I thought I was testing cheap models.

I was actually testing task boundaries.

Release notes were easy enough that almost anything decent could do them. Meeting debriefs were hard because long context plus human ambiguity is a nasty combination. Pricing comparisons were revealing because the model had to keep two things in its head at once: the answer and the evidence for the answer.

That is the part I care about now. Not "can it write?" Most models can write something that looks okay. The bar has moved.
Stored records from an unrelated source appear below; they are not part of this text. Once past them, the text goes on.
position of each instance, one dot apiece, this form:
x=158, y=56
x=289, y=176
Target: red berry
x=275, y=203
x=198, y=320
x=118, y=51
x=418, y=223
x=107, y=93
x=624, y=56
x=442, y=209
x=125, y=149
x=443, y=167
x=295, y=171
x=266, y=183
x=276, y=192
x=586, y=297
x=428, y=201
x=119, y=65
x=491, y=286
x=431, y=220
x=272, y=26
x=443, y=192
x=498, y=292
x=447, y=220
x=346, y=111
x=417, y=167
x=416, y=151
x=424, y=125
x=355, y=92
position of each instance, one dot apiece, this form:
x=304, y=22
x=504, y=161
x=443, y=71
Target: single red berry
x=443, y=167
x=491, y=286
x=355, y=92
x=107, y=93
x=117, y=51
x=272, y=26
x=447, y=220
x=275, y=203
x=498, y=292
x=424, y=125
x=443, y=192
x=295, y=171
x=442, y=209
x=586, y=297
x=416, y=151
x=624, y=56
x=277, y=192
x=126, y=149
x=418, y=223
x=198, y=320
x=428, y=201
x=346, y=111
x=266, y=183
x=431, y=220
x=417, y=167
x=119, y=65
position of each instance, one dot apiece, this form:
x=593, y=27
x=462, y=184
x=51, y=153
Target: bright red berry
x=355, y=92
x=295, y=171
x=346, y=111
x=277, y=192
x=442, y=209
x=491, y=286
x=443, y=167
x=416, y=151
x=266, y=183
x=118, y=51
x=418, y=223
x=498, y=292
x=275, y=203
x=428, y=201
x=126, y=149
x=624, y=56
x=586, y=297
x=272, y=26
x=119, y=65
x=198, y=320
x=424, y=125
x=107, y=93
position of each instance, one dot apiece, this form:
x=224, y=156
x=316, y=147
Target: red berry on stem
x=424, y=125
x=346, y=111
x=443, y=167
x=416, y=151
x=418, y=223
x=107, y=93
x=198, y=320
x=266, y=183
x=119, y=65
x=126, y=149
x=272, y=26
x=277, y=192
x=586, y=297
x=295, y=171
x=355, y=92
Writing polish is no longer the scarce thing.

The scarce thing is knowing when the model is quietly sanding off uncertainty.

Because that is where product work gets expensive. Not in the bad sentence. In the almost-right summary. In the action item that was implied but not assigned. In the pricing table that looks complete because the model hated an empty cell.

I hate empty cells too. This is why I am vulnerable to the machine's nonsense.

what I would trust today

I would use the cheap cloud models for first drafts of release notes.

I would use them for pricing comparisons if the prompt forces confidence notes and a human checks every ambiguous cell.

I would use them for meeting debriefs as a starting point, not as the source of truth. I'll stick with my work approved frontier model for that job.

I would use local Qwen for smaller structured tasks where speed and privacy matter.

I would not shove a giant transcript into the local model and expect magic. If I want that workflow locally, I need chunking, intermediate notes, and probably a better scoring pass. Annoying, but fair.

The point is not that cheap models are secretly just as good as expensive ones.

The point is more useful than that.

Some real product work is now cheap enough to run casually. Some of it still needs the expensive model. Some of it does not need a better model at all. It needs a better workflow, ie, harness.

That is less satisfying than a leaderboard. So, no, I am not building the giant benchmark page yet. I am writing this down first.

The page can wait until the experiment earns it.